Encrypted Root device Volumes in AWS

Encryption is an important part of any data protection strategy. Encryption operations occur on the servers that host EC2 instances, ensuring the security of both data-at-rest and data-in-transit between an instance and its attached EBS storage.

You can encrypt your volume either at the time of launching your EC2 instance or after the instance is launched.


1. Encryption While launching EC2 instance:

While creating your instance  add Encryption in the following step:

Step 4 : Storage

Add Storage : Extra or new volume can also be added to instance.

Now comes the important thing, look at the Encryption, by default it is not encrypted. Use default AWS key to encrypt your root volume.

Follow rest of the steps as you did before and launch the instance.

When the Instance state is running, click Volumes under ELASTIC BLOCK STORE section.

Select the Volume, in the Description you can see Encryption: Encrypted. Hence the volume has been encrypted while launching EC2 instance.

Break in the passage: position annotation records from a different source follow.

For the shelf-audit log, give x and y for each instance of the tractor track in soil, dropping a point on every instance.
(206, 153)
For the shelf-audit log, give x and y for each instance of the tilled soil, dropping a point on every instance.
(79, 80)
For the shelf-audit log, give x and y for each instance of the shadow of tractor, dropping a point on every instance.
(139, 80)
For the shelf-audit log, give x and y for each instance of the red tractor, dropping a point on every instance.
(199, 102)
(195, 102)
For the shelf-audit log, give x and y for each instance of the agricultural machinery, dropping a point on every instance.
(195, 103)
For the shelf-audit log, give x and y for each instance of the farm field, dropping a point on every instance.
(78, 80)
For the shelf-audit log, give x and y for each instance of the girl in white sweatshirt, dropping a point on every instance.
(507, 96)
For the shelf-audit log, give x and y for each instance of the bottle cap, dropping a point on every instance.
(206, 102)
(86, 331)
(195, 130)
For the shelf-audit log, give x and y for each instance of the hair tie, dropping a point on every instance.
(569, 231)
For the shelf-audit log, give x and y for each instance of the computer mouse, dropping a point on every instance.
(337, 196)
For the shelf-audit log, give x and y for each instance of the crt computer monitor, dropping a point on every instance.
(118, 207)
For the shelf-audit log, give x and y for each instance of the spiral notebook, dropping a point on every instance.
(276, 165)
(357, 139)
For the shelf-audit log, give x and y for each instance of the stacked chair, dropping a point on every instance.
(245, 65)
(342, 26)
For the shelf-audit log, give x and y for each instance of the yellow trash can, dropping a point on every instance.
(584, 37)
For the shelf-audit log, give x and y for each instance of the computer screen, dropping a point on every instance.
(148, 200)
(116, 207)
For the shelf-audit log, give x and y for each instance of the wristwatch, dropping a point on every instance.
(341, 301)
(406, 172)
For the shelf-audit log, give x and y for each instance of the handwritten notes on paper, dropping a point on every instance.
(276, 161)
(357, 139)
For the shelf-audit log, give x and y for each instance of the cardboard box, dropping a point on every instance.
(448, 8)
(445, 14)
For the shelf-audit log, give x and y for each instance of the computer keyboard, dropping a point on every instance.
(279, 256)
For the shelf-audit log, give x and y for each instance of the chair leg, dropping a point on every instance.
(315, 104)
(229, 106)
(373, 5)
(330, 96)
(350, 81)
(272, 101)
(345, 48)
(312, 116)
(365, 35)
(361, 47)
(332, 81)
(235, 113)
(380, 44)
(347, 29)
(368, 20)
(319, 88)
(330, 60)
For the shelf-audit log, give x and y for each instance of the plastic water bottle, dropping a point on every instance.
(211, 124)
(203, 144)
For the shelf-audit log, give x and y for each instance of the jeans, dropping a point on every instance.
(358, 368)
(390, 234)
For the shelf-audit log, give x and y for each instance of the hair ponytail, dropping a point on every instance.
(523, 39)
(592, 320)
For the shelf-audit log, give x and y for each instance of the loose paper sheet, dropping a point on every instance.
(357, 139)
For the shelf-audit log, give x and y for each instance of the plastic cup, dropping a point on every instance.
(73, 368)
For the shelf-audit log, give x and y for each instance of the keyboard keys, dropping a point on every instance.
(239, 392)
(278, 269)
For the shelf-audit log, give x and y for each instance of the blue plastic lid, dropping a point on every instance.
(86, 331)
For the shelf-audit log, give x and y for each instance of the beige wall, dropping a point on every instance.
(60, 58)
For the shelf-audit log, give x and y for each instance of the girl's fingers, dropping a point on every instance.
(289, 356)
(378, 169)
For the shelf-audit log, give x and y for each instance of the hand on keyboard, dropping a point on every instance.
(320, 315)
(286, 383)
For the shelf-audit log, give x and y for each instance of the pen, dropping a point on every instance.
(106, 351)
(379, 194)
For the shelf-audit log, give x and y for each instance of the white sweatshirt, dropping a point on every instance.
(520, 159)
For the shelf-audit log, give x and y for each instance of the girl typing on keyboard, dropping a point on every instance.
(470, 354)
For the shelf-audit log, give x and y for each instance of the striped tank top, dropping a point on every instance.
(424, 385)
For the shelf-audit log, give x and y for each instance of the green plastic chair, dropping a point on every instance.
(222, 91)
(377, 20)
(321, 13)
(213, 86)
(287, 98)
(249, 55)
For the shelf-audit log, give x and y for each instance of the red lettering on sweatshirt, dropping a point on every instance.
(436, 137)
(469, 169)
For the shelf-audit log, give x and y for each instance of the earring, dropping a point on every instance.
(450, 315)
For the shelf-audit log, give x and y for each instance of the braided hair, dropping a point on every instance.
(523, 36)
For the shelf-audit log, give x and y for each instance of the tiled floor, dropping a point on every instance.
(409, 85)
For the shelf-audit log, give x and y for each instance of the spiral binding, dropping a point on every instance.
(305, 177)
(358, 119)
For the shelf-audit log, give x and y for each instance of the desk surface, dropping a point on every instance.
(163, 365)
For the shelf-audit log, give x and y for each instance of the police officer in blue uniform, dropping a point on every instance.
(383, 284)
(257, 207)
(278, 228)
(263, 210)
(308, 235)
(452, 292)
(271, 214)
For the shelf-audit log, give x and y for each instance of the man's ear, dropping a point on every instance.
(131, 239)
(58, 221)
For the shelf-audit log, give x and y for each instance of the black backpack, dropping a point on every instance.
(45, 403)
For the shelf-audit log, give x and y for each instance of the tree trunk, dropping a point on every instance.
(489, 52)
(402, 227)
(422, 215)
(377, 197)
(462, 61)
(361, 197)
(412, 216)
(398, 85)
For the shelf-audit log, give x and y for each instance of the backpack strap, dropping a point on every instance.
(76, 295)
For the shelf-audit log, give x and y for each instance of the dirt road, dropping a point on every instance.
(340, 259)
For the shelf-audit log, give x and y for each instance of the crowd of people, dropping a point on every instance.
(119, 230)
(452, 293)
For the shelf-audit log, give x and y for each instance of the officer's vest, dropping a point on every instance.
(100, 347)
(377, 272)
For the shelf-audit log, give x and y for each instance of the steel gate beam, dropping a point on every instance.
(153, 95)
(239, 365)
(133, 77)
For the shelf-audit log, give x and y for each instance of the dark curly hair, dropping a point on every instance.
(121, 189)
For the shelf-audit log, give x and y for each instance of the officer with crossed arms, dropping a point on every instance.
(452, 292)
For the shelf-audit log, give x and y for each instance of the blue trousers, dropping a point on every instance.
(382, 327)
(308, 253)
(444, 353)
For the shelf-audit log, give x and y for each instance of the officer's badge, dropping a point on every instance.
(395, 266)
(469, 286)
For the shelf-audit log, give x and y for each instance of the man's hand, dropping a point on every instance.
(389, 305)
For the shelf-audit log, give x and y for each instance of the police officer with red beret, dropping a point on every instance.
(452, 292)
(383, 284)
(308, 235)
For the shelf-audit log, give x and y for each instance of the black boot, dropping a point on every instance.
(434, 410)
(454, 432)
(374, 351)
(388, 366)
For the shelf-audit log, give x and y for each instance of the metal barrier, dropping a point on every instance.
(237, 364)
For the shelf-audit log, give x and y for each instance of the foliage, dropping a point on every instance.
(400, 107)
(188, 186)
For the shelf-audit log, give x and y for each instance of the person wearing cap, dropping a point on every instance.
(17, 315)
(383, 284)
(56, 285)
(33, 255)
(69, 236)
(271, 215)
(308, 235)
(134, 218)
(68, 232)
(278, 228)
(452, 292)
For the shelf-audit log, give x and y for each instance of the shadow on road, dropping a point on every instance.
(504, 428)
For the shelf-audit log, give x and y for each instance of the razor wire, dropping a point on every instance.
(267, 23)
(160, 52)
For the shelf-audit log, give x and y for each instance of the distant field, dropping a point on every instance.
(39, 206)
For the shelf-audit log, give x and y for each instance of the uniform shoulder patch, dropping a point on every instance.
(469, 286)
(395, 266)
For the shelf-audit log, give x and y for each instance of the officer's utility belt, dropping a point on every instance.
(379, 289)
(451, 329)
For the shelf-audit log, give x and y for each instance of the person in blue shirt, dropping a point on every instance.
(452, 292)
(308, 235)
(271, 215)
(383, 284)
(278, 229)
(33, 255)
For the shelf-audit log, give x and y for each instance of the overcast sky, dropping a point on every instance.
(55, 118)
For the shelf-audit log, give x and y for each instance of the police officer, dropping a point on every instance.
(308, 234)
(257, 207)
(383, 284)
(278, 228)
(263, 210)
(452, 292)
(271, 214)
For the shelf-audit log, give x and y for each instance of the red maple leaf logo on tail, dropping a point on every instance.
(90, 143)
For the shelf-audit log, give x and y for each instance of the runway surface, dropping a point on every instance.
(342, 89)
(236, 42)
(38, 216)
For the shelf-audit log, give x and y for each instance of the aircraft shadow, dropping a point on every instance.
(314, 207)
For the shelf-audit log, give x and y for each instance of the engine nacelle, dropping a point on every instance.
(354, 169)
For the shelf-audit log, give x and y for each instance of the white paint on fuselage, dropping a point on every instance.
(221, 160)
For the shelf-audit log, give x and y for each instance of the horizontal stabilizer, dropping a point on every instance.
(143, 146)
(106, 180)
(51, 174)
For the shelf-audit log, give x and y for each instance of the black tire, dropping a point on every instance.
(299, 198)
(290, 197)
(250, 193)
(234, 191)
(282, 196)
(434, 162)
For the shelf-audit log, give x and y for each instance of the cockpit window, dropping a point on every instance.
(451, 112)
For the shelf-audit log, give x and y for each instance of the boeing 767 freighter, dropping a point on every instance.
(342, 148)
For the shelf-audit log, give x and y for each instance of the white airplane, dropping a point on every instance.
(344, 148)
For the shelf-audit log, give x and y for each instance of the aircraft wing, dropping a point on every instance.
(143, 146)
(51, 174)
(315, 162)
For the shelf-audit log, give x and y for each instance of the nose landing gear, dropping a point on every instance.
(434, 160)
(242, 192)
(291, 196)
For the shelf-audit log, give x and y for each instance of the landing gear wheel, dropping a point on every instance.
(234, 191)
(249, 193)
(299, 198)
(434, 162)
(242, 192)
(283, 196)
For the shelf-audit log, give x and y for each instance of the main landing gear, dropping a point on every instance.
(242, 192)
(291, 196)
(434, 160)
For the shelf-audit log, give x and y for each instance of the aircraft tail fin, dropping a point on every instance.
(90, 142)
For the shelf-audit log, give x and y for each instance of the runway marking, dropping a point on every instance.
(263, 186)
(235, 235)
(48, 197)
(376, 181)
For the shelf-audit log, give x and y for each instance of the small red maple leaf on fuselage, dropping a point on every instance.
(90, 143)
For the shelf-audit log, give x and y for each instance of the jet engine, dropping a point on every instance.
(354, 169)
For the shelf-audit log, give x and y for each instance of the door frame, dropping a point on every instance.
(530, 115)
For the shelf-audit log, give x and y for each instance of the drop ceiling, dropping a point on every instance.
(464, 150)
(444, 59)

2. Encryption After launching EC2 instance:

Launch the instance in the same way as you have done above, except the 4th step in storage settings, leave encryption as default that is unencrypted.

Name your instances so that you don’t get confused.

Both the instances are running, click Volumes under the ELASTIC BLOCK STORE section.

Name your volumes as volume1 and volume2 to avoid confusion. Select Volume2 , in the Description you can see Encryption: Not Encrypted.

To encrypt volume after launching the instance, follow the steps:

Create Snapshot of the volume :

To learn creating Snapshot click here.

  • Select the Volume2, click Actions, click Create Snapshot.

  • Fill the description about your snapshot, you can also add tags and create snapshot.

Copy Snapshot:

  • Click Snapshots under the ELASTIC BLOCK STORE section, select your snapshot, click Actions and then click Copy.

  • Now comes the most important thing, when copying snapshot enable encryption.

  • Snapshot has been created and you can give it some name like copy_snap.

Create AMI using encrypted snapshot :

  •  Select snapshot you copied : copy_snap, click Actions and then click Create image.

  • Fill the sections of Name and Description, you can add Kernel ID, RAM disk ID and add new volume to the image. For now leave it as default and click Create.

  • Check the image created in AMIs under Images section.

The image you created can be used to create new EC2 instance with encrypted root volume. Select image and then click launch.

Things to remember:

When you launch EC2 instance using encrypted AMI you cannot change encrypted to unencrypted.

Snapshots can be shared with other AWS account or made public only if they are unencrypted.